Bab 6
Sesudah makan siang, Manner menepati janjinya terhadap Dygta, membawa Dygta ke Brinsham untuk membeli separu yang cocok dengan ukuran kakinya. Akan tetapi, ternyata Manner membelikannya bukan hanya sepatu saja, tetapi juga keperluan-keperluan lainnya sehingga waktu pulang dari Brisham, mobilnya penuh dengan paper bag belanjaan.
“Barang-barang sebanyak itu sesuai dengan apa yang dimaksud oleh saudara sepupu anda semalam, Dr. Peters. Seharusnya anda tidak bersikeras untuk membelikan semua ini untuk saya. Saya tidak ingin memakainya,” ucap Dygta.
“Sudahlah. Jangan pikirkan itu. Aku harap kau akan dengan sukarela memakai semua ini,” balas Manner tersenyum ke arah Dygta yang terlihat risau di wajahnya.
“Dygta, janganlah kau merasa tidak enak karena barang-barang itu. Itu tidak seberapa, oke?” lanjutnya Manner membujuk Dygta.
“Bagaimana pun kau tidak dapat terus-menerus mengenakan hanya satu pakaian saja. Dan satu pakian itu entah kau akan mengenakannya sampai waktu yang tidak jelas.” Lanjut Manner lagi.
“Tidak jelas sampai kapan?” Wajah Dygta bertanya-tanya. “Tetapi anda mengatakan saya akan teringat dengan diri saya sendiri... dan akan segera mengingat semuanya lagi.”
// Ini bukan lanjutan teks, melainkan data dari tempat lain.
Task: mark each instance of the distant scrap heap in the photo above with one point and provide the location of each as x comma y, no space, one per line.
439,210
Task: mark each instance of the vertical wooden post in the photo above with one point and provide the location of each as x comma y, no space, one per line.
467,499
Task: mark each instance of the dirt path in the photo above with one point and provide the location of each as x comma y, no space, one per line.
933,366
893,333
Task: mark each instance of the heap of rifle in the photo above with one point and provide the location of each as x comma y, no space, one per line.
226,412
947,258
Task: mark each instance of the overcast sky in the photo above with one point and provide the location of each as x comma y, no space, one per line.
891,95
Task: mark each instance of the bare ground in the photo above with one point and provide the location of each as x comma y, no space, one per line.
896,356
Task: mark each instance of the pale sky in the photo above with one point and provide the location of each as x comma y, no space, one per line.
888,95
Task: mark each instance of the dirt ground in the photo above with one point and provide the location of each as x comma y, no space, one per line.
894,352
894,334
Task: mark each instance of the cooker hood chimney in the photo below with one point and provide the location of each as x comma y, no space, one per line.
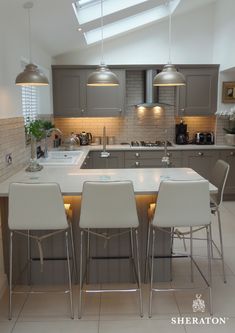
151,92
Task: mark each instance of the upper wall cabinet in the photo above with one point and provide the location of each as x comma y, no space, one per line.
72,97
106,101
199,96
68,92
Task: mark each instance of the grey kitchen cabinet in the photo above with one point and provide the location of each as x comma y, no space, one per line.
202,161
106,101
68,92
228,155
73,98
114,161
150,159
199,96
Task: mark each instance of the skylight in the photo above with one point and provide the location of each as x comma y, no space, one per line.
120,16
89,10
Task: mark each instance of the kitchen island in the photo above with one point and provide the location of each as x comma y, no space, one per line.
71,178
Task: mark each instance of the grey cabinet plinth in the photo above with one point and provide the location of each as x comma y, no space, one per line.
115,160
199,96
202,161
229,157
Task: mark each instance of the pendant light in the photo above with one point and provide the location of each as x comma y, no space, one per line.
102,76
169,75
31,76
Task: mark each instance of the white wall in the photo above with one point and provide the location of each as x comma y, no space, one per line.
224,46
192,42
14,47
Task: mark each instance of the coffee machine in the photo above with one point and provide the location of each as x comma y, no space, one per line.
181,134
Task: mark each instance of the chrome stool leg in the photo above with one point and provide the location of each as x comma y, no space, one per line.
146,271
69,275
138,270
10,279
151,274
221,245
191,253
209,268
73,255
80,277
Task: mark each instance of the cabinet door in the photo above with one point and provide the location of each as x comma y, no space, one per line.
202,161
114,161
68,92
229,157
106,101
88,163
199,96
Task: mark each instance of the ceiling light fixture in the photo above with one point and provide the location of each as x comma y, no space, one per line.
102,77
31,76
169,75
“Memang kau akan teringat akan segalanya pada waktunya, Sayang. Hal itu tentu saja akan terjadi,” kata Manner meyakinkan Dygta. “Tetapi jika kau terbukti hanya sebatang kara di dunia ini dan tak ada seorang pun mengakuimu, saya akan menempatkan diriku sebagai walimu. Seperti juga sekarang ini.” Wajah Manner yang terlihat lembut saat mengatakan itu, sambil tangannya mengemudikan setir mobil yang mereka kendarai. “Yang terpenting sekarang adalah hentikan rasa takutmu. Kau tentu seorang gadis baik. Segala sesuatunya akan beres pada waktunya.”
“Tetapi anda sempat mengatakan semalam bahwa saya.. bahwa saya mungkin sudah bertunangan atau sudah menikah,” tangan Dygta nampak kalau dia gugup. Dia seperti meraba-raba dalam kegelapan. “Dr. Peters, saya tidak ingin mendengar kenyataan bahwa saya sudah menikah, Dokter. Saya tidak ingin!”
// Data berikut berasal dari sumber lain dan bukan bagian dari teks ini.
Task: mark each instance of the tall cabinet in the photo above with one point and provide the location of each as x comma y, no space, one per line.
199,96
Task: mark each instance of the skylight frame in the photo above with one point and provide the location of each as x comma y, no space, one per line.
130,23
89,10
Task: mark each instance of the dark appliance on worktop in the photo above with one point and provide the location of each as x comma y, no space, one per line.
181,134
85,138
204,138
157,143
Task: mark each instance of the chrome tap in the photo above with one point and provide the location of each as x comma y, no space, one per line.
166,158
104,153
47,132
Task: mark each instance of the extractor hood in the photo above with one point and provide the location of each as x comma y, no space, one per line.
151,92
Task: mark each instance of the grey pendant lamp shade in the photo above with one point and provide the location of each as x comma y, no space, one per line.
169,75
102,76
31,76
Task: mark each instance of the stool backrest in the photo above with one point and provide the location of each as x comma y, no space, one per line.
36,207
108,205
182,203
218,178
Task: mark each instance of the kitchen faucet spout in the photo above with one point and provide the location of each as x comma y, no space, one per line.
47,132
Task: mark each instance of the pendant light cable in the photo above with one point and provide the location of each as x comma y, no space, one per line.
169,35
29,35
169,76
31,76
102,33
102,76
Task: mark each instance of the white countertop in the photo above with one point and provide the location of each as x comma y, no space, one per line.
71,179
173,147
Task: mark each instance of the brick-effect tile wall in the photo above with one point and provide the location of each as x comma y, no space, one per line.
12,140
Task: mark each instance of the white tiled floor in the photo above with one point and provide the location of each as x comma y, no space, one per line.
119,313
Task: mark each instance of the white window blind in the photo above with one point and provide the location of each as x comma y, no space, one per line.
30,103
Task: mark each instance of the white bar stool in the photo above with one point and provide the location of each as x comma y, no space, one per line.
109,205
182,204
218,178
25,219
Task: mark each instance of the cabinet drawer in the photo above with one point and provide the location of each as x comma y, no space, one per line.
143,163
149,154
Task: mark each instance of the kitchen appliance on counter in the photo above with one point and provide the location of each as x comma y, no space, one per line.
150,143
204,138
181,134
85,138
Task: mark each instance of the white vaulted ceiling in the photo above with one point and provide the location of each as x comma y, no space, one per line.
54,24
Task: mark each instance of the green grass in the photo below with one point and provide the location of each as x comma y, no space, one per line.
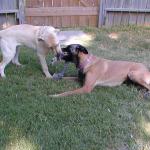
107,119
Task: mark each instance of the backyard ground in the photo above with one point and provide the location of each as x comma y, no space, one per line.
107,119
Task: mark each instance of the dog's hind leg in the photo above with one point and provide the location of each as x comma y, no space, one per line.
15,60
8,54
44,64
140,77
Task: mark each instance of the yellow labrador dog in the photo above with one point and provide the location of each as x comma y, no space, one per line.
41,38
102,72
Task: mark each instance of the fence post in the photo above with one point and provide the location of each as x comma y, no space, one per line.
21,13
101,14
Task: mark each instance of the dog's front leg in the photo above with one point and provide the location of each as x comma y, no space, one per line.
44,65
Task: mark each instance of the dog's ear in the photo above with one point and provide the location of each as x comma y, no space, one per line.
82,49
57,31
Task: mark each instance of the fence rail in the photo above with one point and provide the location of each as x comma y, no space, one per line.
75,13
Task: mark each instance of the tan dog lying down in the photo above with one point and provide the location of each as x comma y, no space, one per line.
41,38
102,72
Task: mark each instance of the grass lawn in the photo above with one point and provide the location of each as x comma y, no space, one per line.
107,119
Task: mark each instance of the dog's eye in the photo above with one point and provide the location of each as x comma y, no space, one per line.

“Panggil saja aku Manner.” Dengan agak kebingungan Manner menghentikan mobilnya dan berpaling memandangi Dygta.
“Dengarkan aku, anak kecil, kau sudah beberapa hari di rumah keluarga Peters dan tidak ada seorang pun yang melaporkan hilangnya seseorang dalam suatu keluarga ke kantor polisi. Aku kira tidak akan mungkin ada orang yang akan melaporkan hilangnya tunangannya atau suami karena kelalaian mereka sendiri.” Manner menarik sudut bibirnya sedikit ke atas yang menimbulkan senyuman tipis.
“Seorang suami akan menilai lebih baik melaporkan kehilangan istrinya dibandingkan kehilangan sebuah buku di perpustakaannya atau paketan untuk dirinya. Dalam hal itu, mereka dapat mengabaikannya. Tetapi bukan dalam sial tunangan dan istri. Kalau ada suami yang kehilangan istrinya pasti akan melaporkannya kepada polisi,” beritahu Manner.
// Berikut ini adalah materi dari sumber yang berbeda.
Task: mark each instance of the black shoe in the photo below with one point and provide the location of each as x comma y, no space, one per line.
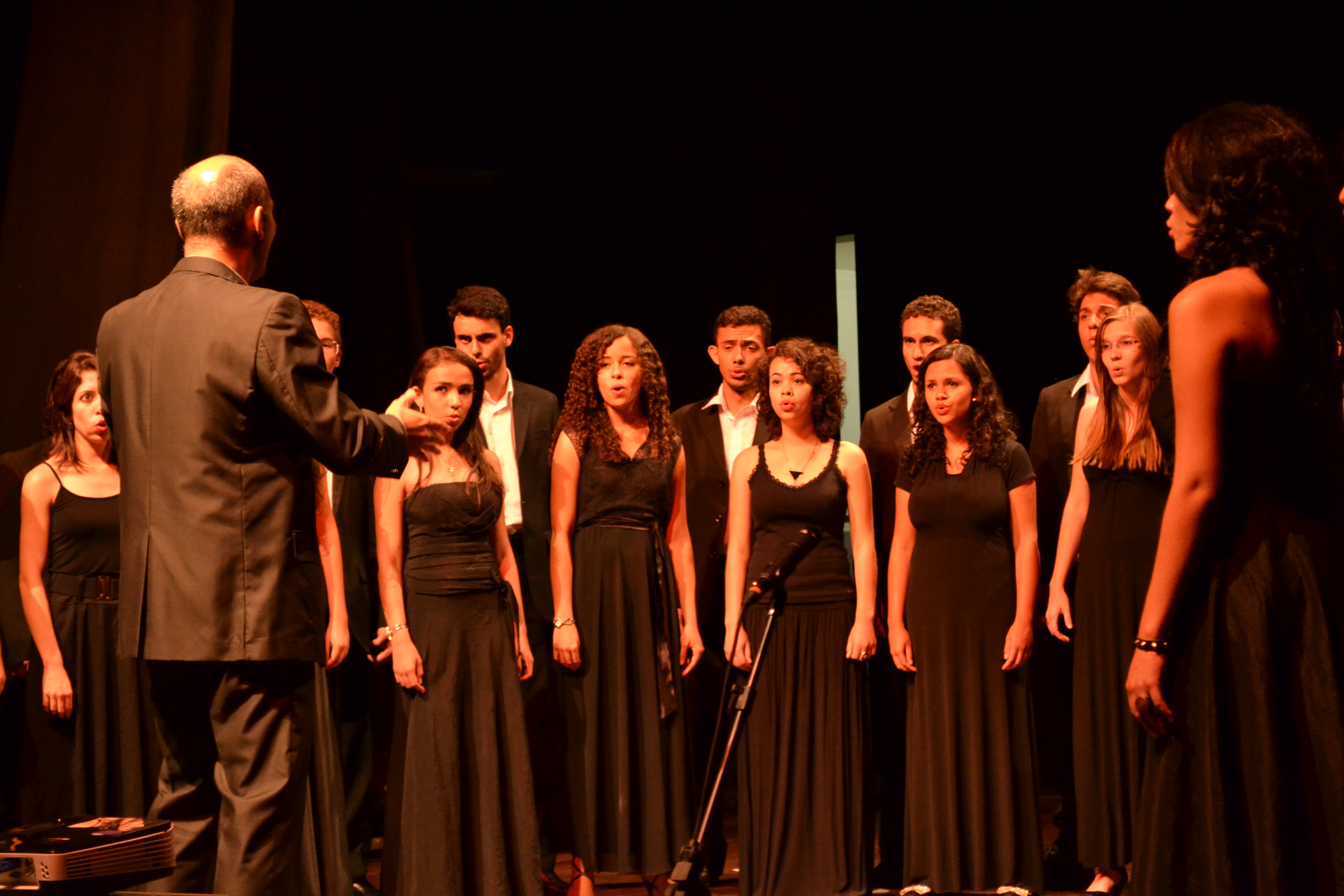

“Tetapi bagaimana kalau kami dalam keadaan sedang bertengkar?” tanya Dygta kemudian. “Dalam keadaan semacam itu, mungkin dia tidak mau pusing untuk mencari diriku.”
“Apakah kau merasa bahwa kau mempunyai suami, Dygta?” tanya Manner lagi. Terpancar senyuman yang berbeda dari bibirnya saat ini dari pada senyuman yang semalam. Manner merasa sangat lucu, kalau gadis kurus nan pucat di sampingnya itu mempunyai seorang suami.
“Suami?” tanya Dygta mengulanginya, dengan sedikit mengingat.
Pandangannya teralihkan memandangi Manner, mencari kebenaran yang ada dalam pikiran Manner. Ia tetap menelusuri mata yang terpancar saling memandang itu, hanya ditemukan tempat yang kosong dan gelap. Dygta berharap ia akan menemukan sebuah jawaban untuk membuat dirinya mengingat dan mengatakan ‘iya’.
Manner menangkap sesuatu yang dipikirkan oleh gadis di sampingnya ini, lalu menggelengkan kepalanya.
“Jangan terlalu memeras tenagamu untuk mengingatnya, Dygta,” ujar Manner.
“Jangan menyiksa pikiranmu terhadap ingatanmu yang masih lelah untuk berpikir. Biarlah otakmu beristirahat sehenak dan biar terbangun sendiri pada waktu yang tepat. Dan itu pasti akan terjadi, oke,” ujar Manner lembut.
...****************...
Ketika mereka sampai di rumah, Limin sudah kembali dari berliburnya ke cottage. Dia sedang duduk manis di teras depan rumah. Constan memandangi mereka dengan wajah yang dibuat-buat. Mereka mengeluarkan banyak paper bag belanjaan. Ketika Dygta berjalan melewati Constan dan Limin, Constan seolah-olah berteriak, “Hi, Dygta. Bagaimana harimu?”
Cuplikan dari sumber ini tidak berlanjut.